If an applicant is granted a fee waiver they will be issued with a Unique Reference Number to be used when applying for LTR online. This application must be submitted within 10 working days of the date of the decision and they must then make an SSC appointment within 17 working days. Failureto do this could result in the URN no longer being valid and a new fee waiver application may be required.
If the caseworker is not satisfied the applicant qualifies for a fee waiver then:
- if the applicant made their request for a fee waiver in time (for example they had valid leave on the date their application was submitted), they would normally be advised that they do not qualify for a fee waiver and that they should submit the additional evidence requested that demonstrates they qualify for a fee waiver. They must, within 10 working days submit additional evidence that demonstrates they qualify for a fee waive.
- if additional evidence is provided within that period that demonstrates the applicant qualifies for a fee waiver the applicant is issued with a fee waiver token that enables them to apply for a free immigration application. The applicant has 10 working days to make an LTR application to retain 3C leave.
- if the applicant provides further evidence within 10 working days but this does not demonstrate that they qualify for a fee waiver, the application would be refused. If no further evidence is provided within 10 working days, the application would be refused. The applicant has 10 working days to make a paid LTR application to retain 3C leave. If a paid application is not made within 10 working days, the applicant's 3C leave will expire.

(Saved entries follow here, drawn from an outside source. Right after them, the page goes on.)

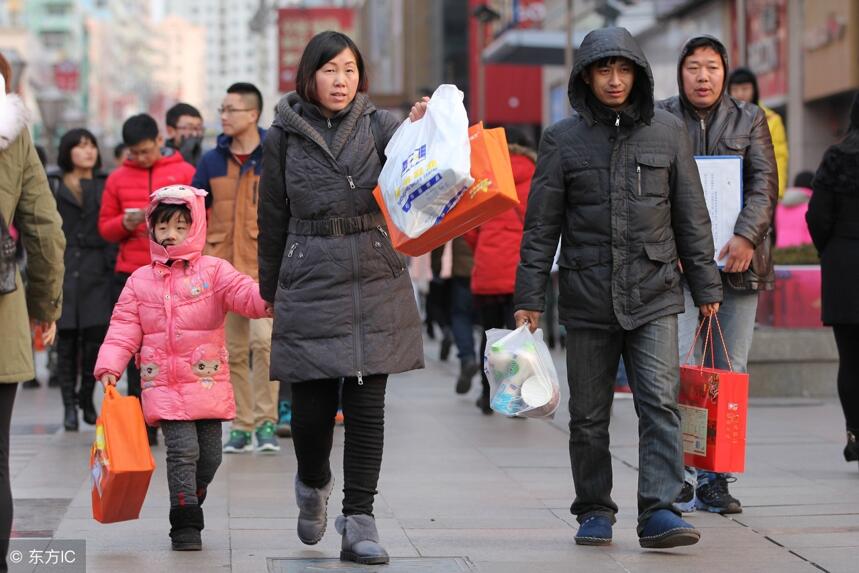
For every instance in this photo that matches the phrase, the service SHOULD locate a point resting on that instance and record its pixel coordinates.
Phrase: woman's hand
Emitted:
(108, 379)
(419, 109)
(532, 317)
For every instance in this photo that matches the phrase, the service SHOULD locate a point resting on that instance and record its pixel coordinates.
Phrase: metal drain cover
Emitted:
(397, 565)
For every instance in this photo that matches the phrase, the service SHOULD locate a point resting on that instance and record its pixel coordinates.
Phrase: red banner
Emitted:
(296, 26)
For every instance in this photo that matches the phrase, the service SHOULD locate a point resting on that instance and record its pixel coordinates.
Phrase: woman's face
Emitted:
(337, 82)
(84, 154)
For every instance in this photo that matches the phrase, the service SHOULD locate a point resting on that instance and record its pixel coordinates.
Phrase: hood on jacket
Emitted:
(192, 247)
(13, 116)
(606, 43)
(689, 47)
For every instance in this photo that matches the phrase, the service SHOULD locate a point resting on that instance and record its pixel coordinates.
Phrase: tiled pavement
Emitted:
(490, 494)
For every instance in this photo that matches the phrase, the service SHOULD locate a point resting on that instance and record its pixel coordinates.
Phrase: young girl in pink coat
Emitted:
(171, 315)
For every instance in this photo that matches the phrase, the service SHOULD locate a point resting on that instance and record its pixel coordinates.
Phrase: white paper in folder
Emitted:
(722, 180)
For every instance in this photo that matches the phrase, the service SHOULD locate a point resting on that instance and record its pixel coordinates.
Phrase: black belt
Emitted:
(336, 227)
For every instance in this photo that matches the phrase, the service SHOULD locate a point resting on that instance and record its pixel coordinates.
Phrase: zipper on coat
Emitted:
(356, 291)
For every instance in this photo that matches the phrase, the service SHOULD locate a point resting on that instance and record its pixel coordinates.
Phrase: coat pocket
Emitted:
(293, 259)
(382, 245)
(651, 173)
(657, 271)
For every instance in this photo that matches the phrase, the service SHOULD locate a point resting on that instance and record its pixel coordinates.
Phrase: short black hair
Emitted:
(245, 88)
(69, 141)
(322, 48)
(178, 110)
(139, 128)
(163, 212)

Our expert team of immigration solicitors specialise in fee waiver applications. If instructed to represent you regarding your application for fee waiver, we will carry out all the work on your application until a decision is made by the Home Office UKVI on your fee waiver application. The immigration casework to be carried out by our expert team of immigration solicitors on your fee waiver application will include the following:
- Assessing your eligibility for fee waiver by considering financial circumstances;
- Advising you on the weaknesses and strengths of your fee waiver application;
- Advising you on the relevant documents to be submitted in support of your fee waiver application;
- Assessing your documents to ensure that the documentary evidence is as per requirements of the Home Office UKVI;
- Completing and submitting the online application form to apply for fee waiver by gathering all the relevant information from you;
- Where necessary, preparing detailed witness statement of the applicant and/or the sponsor explaining their personal financial circumstances;
- Preparing a detailed cover letter to introduce and support your application for fee waiver;
- Uploading online all the relevant supporting documents to be considered in support of the fee waiver application;
- Liaising with the Home Office UKVI for a timely decision on your fee waiver application.
Unless your matter is very complicated, our fixed fees for fee waiver application are as given in the table below:
|Our Service||Our Fee|
|Full service for fee waiver application to cover all the work until decision by the Home Office UKVI||From £500 + VAT To £800 + VAT|
The agreed fixed fee will depend on the complexity of the fee waiver application and the volume of casework involved in the fee waiver application.